We can analyse and deconstruct the language that is being used in SERPs to improve our own descriptions.
We know that we’re in the age of semantic search, and this means we need to be paying attention to user intent and query intent so help improve visibility and CTR (click through rate).
Crawl the SERPs
To help us mine the SERP, there is one tool in particular that is often mentioned.

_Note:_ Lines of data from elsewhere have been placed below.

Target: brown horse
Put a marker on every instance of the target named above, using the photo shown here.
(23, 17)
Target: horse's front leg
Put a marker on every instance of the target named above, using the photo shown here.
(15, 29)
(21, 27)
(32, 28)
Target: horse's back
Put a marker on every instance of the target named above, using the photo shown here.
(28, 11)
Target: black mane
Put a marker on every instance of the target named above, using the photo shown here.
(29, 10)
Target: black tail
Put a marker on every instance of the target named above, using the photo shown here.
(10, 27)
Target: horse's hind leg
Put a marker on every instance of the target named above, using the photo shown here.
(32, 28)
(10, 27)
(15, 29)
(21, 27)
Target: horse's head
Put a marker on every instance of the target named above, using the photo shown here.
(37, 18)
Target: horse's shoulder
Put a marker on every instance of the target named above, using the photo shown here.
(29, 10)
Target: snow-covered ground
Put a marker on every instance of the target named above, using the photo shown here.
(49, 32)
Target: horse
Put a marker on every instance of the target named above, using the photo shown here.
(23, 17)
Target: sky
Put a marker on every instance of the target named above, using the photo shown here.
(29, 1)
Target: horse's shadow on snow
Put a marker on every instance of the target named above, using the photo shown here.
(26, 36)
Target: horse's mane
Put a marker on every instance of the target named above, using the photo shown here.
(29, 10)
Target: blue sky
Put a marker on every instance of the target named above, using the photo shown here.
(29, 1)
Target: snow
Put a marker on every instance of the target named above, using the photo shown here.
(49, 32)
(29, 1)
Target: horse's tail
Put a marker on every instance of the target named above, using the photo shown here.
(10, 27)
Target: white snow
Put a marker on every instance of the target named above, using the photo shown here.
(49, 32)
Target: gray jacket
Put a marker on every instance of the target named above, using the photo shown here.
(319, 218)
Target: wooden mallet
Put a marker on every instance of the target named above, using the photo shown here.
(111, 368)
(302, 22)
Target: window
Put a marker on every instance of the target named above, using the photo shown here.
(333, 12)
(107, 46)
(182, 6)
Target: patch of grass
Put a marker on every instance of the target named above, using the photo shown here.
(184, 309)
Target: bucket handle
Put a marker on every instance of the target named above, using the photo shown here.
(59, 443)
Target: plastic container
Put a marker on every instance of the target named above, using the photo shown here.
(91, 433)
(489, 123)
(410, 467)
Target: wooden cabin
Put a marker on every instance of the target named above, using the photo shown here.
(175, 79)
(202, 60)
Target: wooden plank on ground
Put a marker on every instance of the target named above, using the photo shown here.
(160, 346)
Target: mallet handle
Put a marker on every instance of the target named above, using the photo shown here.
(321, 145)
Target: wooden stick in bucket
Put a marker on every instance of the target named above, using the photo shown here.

That is Jupyter Notebook.
Jupyter does take some getting used to, but it is worth it.
Once you’re ready, this is what you need to do:
- Get all of your SERP content into a spreadsheet,
- Make everything lowercase,
- Try to avoid duplication,
- Remove any stop words,
- Count how may times each word appears.
Doing this will show you which topics your competitors are covering on their landing pages.
You can then so the same test on your own website and use your learnings to identify and then fill in any content gaps.
What’s The Point?
By doing this, we can get clues as to how Google is interpreting the content and context of a search.
This leads us to create landing pages that are aligned with the intent of a searcher.
We can also use Google’s algorithm to discover topical areas of interest that can then become content pillars in our content strategies.
What Else can be Mined?
SERPs aren’t the only thing that can be scraped and used to our advantage. We can also scrape the following:
- Product reviews,
- Social media pages,
- Google My Business reviews,
- YouTube comments,
- Competitor and top ranking pages.
These will then give us more and more insights into how algorithms understand search intent.